Professor Cammaets and colleagues, researchers from the London School of Economics, published findings in American Behavioural Scientist Journal that stand resolutely against the claims of political idleness levied at young people. These generations, they argue, are not naturally apathetic towards politics, but rather their desire to engage politically is ‘turned off by the focus and nature of existing mainstream political discourse and practice’. To put it another way, young people have just as much, if not more, desire to be involved in politics and democracy, but the prevailing system and status quo does a very good job of persuading them otherwise.
In times such as these, when populists reign and violence becomes unremarkable, it is important to remember that for every young person who takes up activism and gets involved in the discourse, there are many more who shy even further away from a system they see as broken, ineffective and, crucially, uninterested in them and their opinions.
These young people are not apathetic, they’re defeated. Their political confidence has been ground down by the systematic, and very intentional, disregarding of the issues that matter to them.
Politics is an older person’s game. In the US, the average age in the House of Representatives is 57.8 years, while the average in the Senate is 61.8. In the UK, the average age in the House of Commons has consistently been around 50 years old, making MPs comparative spring chickens against their colleagues in the House of Lords who average 70 years of age.
Given those statistics, it is not surprising that the Western political discourse is so out of touch with young people. New voters in the UK and US who have just turned 18 will, on average, be represented by people at least four decades older than them. So, how can we expect our political leaders to empathise with our youth and really understand their worldviews and their origins? Honestly, we can’t. But all hope is not lost.

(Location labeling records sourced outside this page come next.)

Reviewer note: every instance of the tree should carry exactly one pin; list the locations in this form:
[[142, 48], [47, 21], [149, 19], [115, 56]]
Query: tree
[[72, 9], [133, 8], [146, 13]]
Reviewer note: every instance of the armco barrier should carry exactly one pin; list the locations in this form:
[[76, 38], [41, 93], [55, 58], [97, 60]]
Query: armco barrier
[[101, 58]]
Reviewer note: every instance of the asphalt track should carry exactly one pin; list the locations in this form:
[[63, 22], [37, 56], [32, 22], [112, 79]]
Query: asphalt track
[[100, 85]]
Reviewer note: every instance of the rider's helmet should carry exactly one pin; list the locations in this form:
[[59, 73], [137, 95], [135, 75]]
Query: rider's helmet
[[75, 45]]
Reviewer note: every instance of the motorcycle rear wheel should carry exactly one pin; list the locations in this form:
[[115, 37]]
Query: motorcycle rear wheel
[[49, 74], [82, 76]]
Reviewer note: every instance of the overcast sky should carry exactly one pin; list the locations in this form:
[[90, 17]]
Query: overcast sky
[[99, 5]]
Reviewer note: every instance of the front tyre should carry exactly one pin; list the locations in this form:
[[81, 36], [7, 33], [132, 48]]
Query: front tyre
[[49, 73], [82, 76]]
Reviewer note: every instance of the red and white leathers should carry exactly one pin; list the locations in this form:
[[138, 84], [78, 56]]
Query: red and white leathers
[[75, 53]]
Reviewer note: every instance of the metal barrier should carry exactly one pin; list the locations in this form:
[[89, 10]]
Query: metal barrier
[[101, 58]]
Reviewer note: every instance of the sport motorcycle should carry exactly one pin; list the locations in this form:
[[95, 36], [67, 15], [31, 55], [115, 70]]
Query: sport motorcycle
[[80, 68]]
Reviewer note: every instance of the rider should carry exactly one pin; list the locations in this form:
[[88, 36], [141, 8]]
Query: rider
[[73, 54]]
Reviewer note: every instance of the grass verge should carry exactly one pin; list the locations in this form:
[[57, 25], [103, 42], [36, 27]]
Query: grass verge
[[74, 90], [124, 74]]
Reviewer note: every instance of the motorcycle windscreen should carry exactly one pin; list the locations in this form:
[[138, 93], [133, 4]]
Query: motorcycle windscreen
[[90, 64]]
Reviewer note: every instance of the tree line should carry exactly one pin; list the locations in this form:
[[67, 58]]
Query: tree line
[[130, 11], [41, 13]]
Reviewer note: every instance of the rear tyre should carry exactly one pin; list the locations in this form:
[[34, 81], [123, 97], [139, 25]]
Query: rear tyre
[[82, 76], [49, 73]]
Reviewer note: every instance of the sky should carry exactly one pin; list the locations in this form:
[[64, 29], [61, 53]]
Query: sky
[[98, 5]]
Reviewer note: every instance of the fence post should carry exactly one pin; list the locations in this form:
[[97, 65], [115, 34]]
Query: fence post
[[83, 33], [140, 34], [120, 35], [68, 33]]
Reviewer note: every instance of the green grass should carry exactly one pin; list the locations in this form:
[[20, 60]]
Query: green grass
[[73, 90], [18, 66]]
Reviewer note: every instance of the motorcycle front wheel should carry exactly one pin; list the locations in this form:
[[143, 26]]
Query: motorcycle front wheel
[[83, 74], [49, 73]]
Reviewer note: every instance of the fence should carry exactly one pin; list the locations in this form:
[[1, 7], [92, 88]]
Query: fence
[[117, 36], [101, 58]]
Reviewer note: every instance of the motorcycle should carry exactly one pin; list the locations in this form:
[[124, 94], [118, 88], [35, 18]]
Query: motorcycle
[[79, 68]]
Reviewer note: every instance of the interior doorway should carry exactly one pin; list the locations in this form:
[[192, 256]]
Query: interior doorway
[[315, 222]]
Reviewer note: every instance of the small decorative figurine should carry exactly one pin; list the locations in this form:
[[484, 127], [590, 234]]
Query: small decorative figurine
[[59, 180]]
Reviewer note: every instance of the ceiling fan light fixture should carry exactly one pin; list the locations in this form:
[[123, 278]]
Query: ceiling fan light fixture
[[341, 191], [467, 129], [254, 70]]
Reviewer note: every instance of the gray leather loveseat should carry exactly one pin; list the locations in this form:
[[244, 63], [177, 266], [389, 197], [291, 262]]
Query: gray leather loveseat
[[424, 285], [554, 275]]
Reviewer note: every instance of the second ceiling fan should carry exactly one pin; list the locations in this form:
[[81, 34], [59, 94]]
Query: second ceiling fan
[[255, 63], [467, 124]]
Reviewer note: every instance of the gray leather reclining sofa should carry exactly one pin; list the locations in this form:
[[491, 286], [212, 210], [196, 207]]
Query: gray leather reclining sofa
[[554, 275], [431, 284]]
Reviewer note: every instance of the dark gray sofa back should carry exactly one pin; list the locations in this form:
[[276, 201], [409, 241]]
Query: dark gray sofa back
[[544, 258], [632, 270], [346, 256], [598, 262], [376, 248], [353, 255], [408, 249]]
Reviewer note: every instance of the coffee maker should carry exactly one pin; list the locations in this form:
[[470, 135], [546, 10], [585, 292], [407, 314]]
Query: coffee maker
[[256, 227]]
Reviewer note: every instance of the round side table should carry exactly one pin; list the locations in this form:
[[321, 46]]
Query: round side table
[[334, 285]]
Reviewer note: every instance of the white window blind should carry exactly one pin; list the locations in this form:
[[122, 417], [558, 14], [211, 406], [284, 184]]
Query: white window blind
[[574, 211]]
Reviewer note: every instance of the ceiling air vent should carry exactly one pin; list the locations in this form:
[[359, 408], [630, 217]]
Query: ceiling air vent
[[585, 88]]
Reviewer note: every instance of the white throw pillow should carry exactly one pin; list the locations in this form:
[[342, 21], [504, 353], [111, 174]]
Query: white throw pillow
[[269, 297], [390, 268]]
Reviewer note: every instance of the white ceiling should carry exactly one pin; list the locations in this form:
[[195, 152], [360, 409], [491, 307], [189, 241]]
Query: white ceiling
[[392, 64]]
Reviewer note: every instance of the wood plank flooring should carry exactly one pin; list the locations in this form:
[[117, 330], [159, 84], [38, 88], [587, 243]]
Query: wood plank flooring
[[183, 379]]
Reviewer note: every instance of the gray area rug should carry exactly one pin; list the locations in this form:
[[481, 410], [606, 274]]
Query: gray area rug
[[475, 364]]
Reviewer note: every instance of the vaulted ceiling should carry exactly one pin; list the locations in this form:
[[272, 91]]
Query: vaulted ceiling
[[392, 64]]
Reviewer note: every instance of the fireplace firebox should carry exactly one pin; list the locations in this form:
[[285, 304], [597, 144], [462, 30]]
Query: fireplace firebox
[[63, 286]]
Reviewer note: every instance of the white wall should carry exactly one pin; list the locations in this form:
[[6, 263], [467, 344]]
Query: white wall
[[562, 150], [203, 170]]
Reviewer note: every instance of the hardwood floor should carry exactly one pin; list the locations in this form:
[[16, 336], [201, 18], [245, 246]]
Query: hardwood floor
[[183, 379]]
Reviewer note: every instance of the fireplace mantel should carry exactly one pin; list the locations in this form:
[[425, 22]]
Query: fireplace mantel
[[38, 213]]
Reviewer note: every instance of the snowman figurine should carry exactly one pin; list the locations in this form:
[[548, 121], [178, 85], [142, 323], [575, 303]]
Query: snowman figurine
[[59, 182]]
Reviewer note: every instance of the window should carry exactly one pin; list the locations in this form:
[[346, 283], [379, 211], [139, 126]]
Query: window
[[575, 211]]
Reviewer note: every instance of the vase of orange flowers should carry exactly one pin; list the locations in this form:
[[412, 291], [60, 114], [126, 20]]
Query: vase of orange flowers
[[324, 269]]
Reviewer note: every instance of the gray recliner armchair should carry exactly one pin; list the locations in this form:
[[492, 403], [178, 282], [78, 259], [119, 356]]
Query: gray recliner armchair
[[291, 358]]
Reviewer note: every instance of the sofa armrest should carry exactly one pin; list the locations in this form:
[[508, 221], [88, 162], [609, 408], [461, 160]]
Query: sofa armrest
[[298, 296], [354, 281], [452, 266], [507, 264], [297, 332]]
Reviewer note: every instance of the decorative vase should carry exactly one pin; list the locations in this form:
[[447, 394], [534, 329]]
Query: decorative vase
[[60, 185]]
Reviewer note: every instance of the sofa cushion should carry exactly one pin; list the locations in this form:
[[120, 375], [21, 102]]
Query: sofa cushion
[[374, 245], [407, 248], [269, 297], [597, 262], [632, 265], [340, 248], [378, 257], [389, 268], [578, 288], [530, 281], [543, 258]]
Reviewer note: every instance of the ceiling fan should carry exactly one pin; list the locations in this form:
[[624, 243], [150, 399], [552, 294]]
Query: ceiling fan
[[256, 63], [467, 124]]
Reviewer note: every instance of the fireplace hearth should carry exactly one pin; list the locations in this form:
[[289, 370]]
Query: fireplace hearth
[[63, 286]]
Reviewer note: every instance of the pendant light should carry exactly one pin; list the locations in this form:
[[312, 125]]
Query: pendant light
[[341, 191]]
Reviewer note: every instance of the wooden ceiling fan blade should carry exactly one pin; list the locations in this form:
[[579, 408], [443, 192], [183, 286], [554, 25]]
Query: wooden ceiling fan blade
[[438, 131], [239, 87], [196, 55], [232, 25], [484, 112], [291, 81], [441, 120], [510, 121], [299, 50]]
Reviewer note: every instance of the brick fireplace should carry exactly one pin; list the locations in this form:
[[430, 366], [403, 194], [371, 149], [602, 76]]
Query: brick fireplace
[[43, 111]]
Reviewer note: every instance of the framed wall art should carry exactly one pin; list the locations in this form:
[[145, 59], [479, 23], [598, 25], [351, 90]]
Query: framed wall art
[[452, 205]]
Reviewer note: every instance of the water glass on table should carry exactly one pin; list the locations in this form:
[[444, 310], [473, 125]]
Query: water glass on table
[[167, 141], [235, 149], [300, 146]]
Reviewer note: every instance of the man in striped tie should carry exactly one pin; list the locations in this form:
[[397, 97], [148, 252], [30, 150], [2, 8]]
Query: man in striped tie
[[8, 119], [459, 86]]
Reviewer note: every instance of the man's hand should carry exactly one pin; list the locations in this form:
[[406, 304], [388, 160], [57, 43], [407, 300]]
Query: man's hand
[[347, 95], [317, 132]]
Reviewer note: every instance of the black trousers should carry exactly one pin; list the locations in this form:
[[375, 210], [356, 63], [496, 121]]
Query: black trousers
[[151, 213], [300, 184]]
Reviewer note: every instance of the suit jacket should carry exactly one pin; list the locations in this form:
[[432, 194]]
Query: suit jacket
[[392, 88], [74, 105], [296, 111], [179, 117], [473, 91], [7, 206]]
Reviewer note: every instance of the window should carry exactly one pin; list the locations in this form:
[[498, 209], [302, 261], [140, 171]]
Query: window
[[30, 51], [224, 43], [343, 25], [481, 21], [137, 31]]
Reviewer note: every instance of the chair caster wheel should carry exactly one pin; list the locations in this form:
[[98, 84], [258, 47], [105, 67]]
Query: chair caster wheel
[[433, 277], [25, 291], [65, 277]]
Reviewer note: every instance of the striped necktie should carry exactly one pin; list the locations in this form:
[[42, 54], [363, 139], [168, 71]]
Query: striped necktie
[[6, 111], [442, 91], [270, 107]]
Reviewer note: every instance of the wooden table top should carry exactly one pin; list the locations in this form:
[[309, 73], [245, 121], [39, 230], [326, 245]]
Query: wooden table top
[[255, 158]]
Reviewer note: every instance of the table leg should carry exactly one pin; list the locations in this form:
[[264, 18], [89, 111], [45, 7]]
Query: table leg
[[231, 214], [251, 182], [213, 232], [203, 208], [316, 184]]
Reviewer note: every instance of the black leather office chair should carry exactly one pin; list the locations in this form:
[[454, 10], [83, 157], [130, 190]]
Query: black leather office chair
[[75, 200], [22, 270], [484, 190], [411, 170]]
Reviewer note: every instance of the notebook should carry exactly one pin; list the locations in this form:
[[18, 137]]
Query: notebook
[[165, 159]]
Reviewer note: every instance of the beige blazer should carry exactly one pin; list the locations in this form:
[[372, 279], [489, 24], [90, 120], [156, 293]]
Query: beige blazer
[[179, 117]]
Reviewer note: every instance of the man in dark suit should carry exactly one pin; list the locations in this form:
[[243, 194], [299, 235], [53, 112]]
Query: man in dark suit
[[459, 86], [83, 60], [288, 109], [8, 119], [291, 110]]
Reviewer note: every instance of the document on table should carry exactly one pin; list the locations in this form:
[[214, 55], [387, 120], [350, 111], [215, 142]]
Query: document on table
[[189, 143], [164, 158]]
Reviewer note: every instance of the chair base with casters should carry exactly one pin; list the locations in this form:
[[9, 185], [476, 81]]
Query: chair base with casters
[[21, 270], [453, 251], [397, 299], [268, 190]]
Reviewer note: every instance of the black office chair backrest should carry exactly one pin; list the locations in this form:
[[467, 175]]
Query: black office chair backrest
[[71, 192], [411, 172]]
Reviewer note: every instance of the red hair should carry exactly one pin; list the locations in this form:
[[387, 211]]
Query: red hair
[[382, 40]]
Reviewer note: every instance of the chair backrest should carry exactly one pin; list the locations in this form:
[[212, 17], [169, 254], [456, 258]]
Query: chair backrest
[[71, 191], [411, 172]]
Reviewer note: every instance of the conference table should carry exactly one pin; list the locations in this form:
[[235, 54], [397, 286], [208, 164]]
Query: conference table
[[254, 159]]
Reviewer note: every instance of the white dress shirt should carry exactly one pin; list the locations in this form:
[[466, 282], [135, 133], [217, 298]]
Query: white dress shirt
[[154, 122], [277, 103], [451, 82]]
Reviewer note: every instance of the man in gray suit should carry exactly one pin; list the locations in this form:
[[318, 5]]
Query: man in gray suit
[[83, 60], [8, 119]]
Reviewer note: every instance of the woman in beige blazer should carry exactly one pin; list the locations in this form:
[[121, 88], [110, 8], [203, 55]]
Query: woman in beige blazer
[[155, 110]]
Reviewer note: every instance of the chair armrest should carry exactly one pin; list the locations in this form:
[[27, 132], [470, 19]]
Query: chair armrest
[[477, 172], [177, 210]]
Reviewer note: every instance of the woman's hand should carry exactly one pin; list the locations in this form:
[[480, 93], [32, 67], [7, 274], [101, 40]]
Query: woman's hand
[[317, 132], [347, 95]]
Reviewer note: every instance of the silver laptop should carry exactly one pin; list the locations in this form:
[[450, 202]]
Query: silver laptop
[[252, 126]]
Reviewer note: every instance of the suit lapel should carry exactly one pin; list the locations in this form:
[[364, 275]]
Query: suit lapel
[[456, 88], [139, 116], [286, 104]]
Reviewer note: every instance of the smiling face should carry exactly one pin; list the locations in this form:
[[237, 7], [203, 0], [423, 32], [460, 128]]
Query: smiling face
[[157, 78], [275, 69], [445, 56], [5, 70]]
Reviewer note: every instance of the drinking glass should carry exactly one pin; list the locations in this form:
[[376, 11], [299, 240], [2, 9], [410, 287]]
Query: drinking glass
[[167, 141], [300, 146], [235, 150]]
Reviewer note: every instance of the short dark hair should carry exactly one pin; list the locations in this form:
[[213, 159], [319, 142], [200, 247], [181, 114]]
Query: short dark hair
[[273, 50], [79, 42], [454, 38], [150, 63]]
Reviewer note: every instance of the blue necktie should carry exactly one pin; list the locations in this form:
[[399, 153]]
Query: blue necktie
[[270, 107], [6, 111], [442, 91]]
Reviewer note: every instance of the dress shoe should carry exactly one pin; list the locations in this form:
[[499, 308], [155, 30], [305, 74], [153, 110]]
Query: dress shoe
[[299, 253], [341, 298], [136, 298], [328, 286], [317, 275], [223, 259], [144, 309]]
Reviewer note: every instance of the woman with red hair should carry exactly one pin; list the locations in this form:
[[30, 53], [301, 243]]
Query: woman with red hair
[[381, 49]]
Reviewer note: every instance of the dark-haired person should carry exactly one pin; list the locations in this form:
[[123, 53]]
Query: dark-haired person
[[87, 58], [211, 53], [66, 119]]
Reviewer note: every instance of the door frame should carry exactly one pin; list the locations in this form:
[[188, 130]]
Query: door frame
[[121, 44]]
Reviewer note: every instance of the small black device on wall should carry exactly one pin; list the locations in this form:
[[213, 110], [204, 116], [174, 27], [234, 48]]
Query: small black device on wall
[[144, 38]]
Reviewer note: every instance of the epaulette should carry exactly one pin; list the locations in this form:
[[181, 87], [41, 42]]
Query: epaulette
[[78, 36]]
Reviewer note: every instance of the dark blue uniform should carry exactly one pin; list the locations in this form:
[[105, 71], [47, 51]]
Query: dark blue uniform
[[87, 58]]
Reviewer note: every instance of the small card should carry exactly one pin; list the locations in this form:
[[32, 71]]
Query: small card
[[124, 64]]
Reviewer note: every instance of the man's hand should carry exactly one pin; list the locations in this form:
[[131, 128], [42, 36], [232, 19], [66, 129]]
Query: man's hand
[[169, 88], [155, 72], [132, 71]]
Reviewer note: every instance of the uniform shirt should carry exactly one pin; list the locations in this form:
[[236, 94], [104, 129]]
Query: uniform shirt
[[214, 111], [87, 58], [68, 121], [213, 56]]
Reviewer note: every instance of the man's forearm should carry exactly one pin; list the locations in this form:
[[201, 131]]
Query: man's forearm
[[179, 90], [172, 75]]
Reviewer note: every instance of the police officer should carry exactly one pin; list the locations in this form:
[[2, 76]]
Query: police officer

The importance of political education
If the current occupants of the political class won’t change, either due to resolute defiance or the natural laws of age, then they will need to be replaced by young people through the democratic process. But if young people won’t even vote, how on earth can we expect them to stand for election and serve as political leaders? How can we encourage them to suffer the slings and arrows of a system that is not made for them in order to make a difference in the long run? We have to provide them with a decent political education.
In a functioning democracy, dynastic families like the Kennedys or the Benns should not really be possible outside of the odd statistical anomaly. And yet, on both sides of the Atlantic, we see individual families making their mark on the politics of their nations, generation after generation. This is because the system is much easier to understand, and therefore play to your advantage, if you grew up inside of it. This way, those families who are in can stay in, while the rest are systematically kept out.
To counteract this mask of complexity, we must start providing our young people with a robust and unbiased political education. Teenagers need to have a good understanding not just of how to vote, but what they are voting for, by the time they turn 18. The reasons older generations consistently vote more is because they have, through sheer life experience, learned the value of political engagement and they understand what it means to have a vote. If we actually taught students these things in school, rather than relying on the ‘school of life’ to do it for us, then we might start to see that infamous youth apathy begin to melt away.
As time goes on, the average age in governmental houses should begin to drop. It will never sink into the 20s, as experienced politicians will always be needed to guide the rookies and to steer nations with their aged wisdom. But if our political chambers better represented the ages in the populations they serve, do you not think that would make for a better and more true democracy?